Henry Masers de Latude.

Mon esprit, soyez tranquille et souffrez en paix vos douleurs.

Marquis de Mirabeau.

La vie s’enfuit, les enfermeurs d’hommes et les enfermés passent. Dieu seul demeure et juge.

Je sortirai quand ce cadran marquera l’heure et le moment.

Fitz-Harris n’avoit pas achevé cette dernière inscription, que M. de Guyonnet entra d’un air joyeux et empressé.—Bonne nouvelle, messieurs, s’écria-t-il, bonne nouvelle.... Voici le fait. Je viens à l’instant d’apprendre que madame Putiphar est malade dangereusement, très-dangereusement; abandonnée des médecins.

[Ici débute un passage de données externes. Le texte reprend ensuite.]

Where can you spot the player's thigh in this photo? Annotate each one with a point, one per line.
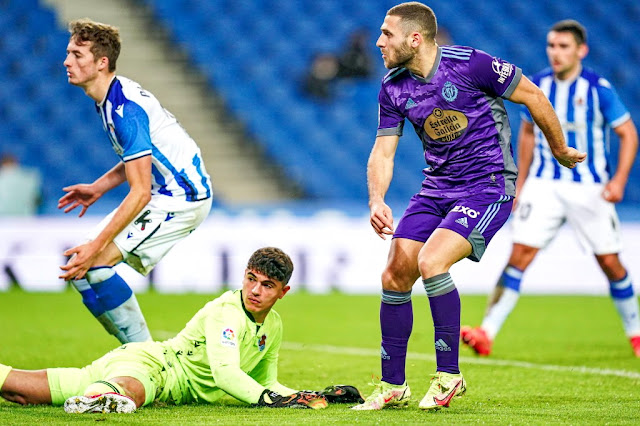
(142, 361)
(476, 218)
(594, 219)
(444, 248)
(160, 226)
(539, 213)
(402, 271)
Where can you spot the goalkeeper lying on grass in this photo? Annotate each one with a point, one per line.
(229, 347)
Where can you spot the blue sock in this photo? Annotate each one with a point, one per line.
(444, 301)
(89, 297)
(626, 304)
(120, 304)
(396, 323)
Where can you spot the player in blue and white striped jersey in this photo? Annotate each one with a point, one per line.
(588, 107)
(169, 188)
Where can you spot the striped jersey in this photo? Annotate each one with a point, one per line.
(138, 125)
(458, 113)
(587, 108)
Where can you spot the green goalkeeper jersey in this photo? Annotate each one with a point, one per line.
(223, 350)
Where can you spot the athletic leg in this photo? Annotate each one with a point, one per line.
(507, 290)
(444, 248)
(396, 323)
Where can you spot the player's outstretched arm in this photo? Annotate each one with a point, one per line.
(301, 399)
(545, 117)
(138, 174)
(86, 194)
(614, 189)
(379, 175)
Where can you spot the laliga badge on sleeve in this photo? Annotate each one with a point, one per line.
(262, 342)
(228, 337)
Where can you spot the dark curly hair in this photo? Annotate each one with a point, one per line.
(105, 38)
(272, 262)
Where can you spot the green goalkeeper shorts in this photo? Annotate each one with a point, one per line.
(143, 361)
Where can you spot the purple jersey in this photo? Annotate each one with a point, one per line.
(458, 113)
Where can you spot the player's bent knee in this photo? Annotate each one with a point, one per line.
(132, 388)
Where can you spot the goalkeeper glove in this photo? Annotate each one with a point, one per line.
(342, 394)
(296, 400)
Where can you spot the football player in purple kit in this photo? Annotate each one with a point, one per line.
(452, 95)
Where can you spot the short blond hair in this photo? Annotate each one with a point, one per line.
(415, 16)
(105, 39)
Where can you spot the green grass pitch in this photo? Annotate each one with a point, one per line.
(559, 360)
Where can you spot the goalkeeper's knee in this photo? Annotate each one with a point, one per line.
(296, 400)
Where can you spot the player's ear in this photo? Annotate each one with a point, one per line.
(583, 50)
(416, 39)
(285, 289)
(103, 63)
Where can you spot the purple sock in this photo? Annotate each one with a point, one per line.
(444, 301)
(396, 323)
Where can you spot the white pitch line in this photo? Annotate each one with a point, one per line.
(581, 369)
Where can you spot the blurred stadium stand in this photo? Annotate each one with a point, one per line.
(255, 54)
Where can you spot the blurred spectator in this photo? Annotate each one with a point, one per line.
(20, 188)
(323, 71)
(355, 61)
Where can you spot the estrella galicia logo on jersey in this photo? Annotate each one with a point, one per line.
(262, 342)
(466, 210)
(228, 337)
(383, 353)
(410, 104)
(503, 69)
(450, 91)
(445, 125)
(143, 220)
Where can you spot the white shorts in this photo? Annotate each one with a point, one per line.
(161, 224)
(544, 205)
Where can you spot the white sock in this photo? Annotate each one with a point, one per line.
(498, 313)
(626, 303)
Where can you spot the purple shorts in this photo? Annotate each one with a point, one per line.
(476, 217)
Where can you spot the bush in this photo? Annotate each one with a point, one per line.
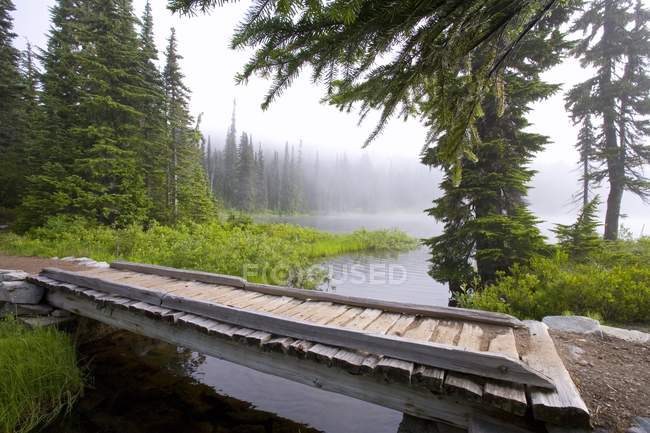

J’ai pensé que si vous lui écriviez pour lui demander votre grâce, en ce moment suprême, près de descendre dans la tombe et de paroître devant Dieu, elle ne sauroit vous refuser pardon et pitié.—Allons, il n’y a pas une minute à perdre; faites vite vos suppliques, et je les ferai partir en toute hâte.... Faites vite; la mort est à son chevet.... Peut-être n’est-elle déjà plus.

—Mille remerciements à vous, M. de Guyonnet; que vous êtes bon! s’écria Fitz-Harris en lui baisant les mains.

—Bien, bien, Fitz; vous me rendrez grâce plus tard. Écrivez; je reviendrai dans un instant chercher vos lettres. Eh bien! Patrick, allons donc, mon ami; que faites-vous là; allons donc.... Les secondes sont comptées.

—Merci, M. de Guyonnet, répliqua Patrick froidement.—Vous êtes généreux, vous; mais cette femme ne l’est pas. J’aurois la certitude d’obtenir ma délivrance, que je ne voudrois pas la lui demander. Je suis juste, pur, innocent; le crime m’a chargé de chaînes: quand mes chaînes tomberont, je louerai Dieu! mais la vertu n’a point de jointures pour se ployer devant le crime.—Allez, monsieur, mon corps et mon cœur savent souffrir; ma bouche ne dira jamais grâce.

—Vous êtes un fou, mon ami.

—Peut-être; mais, pour certain, je ne suis point un lâche.

—Laissez-le, M. le lieutenant; qu’importe, je parlerai pour deux.

—Non, Fitz; je te le défends.

Ne faites pas à votre frère ce que vous ne voudriez pas qu’on vous fît. Un jour tu as demandé grâce pour moi, et tu m’as tiré de la Bastille; aujourd’hui, moi, je veux m’acquitter de cette dette, je veux prier pour toi, je veux te sauver; je veux t’arracher du Donjon. Frère, je le veux; frère, j’en ai le droit.